If you have been reading The Last Policeman trilogy by Ben H. Winters and you have reached the final book, World of Trouble, as I have, you have to be wondering how this tale will end. Will we be visiting Henry Palace in future cases as this born policeman doggedly investigates those who harm others, or will Henry Palace and the entire planet earth be turned to fire and ash when Maia, the asteroid collides with earth on October 3rd?
October is almost upon the people living in “The Police House” in the mountains in New Hampshire where Henry is currently living. (I guess it isn’t such a good idea to be reading this book in September.) His colleague from the Concord Police Department, Officer McConnell promised Henry that she would take him to the house she and some of her police friends had prepared. They had stocked this very isolated and self-sufficient farm with supplies to allow them to perhaps survive after the collision, if anything could survive. Since the asteroid would hit in Indonesia, on the other side of the planet, there were long odds that some might make it through.
When Terry McConnell and her two children leave Concord she was true to her word. She picked up Henry Palace just as he wrapped up the unusual case of the disappearance of his childhood babysitter’s husband, which was nowhere near as simple to unravel as we would have thought it might be. Henry’s investigation pulled a handful of seemingly unrelated strings that gave us a fairly complete picture of what earth was like as that asteroid hurtled towards it from behind the sun.
Henry has it great at The Police House, but he just cannot settle in. One case is still unsolved. He has to find his sister, Nico. They lost both of their parents when she was so small and even though she always seems so capable Henry has spent most of his short life keeping track of her.

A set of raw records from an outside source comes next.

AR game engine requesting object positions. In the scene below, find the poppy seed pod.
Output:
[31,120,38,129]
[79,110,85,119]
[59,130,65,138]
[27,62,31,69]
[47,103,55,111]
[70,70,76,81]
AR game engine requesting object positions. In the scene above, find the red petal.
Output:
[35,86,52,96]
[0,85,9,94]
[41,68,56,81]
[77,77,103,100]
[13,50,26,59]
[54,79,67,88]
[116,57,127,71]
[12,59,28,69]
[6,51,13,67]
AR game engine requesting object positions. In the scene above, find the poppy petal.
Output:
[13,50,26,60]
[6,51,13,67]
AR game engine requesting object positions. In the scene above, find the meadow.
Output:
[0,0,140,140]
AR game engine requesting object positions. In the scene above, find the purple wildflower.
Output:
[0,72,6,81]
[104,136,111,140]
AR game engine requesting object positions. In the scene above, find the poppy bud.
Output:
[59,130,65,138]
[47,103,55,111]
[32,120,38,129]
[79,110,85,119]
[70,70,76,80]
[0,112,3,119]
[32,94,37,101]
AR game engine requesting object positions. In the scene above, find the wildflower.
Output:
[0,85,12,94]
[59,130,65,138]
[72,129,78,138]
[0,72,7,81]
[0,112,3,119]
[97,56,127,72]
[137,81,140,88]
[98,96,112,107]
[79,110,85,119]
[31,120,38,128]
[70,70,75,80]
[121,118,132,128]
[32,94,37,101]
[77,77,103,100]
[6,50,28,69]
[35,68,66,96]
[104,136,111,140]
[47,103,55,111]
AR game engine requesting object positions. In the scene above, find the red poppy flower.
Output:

Nico was involved in a plan to find a jailed physicist who could set off nuclear explosions near the asteroid which would push it out of the collision course it was on. Henry was never sure if he believed this plan had merit or indeed if it was even real, but his sister had once laid her hands on a military helicopter which seemed to be a piece of evidence in favor of his sister’s claims.
So Henry and his dog Houdini say good-bye to the good people at The Police House and they set out on the road back to Concord to pick up his sister’s trail. He is taking notes as he goes in the last blue exam book left from his father’s stash. He travels through New England into the mid-Atlantic states to Rotary, Ohio one week before THE day and we experience with him, as he goes, a population that has splintered into family groups, nuclear and otherwise and hunkered down to wait for impact.
We are like Henry Palace. We must see this through to the end. How will the author leave us? How will we feel when whatever happens happens? We travel half in hope, half in despair, much the way we travel through our actual lives without the impending impact of a giant asteroid. Would we all behave much as Ben Winters suggests? Let’s hope we never find out. I’m not sure how he made a fairly wacky situation seem so real and engrossing. That is the magic of good writing.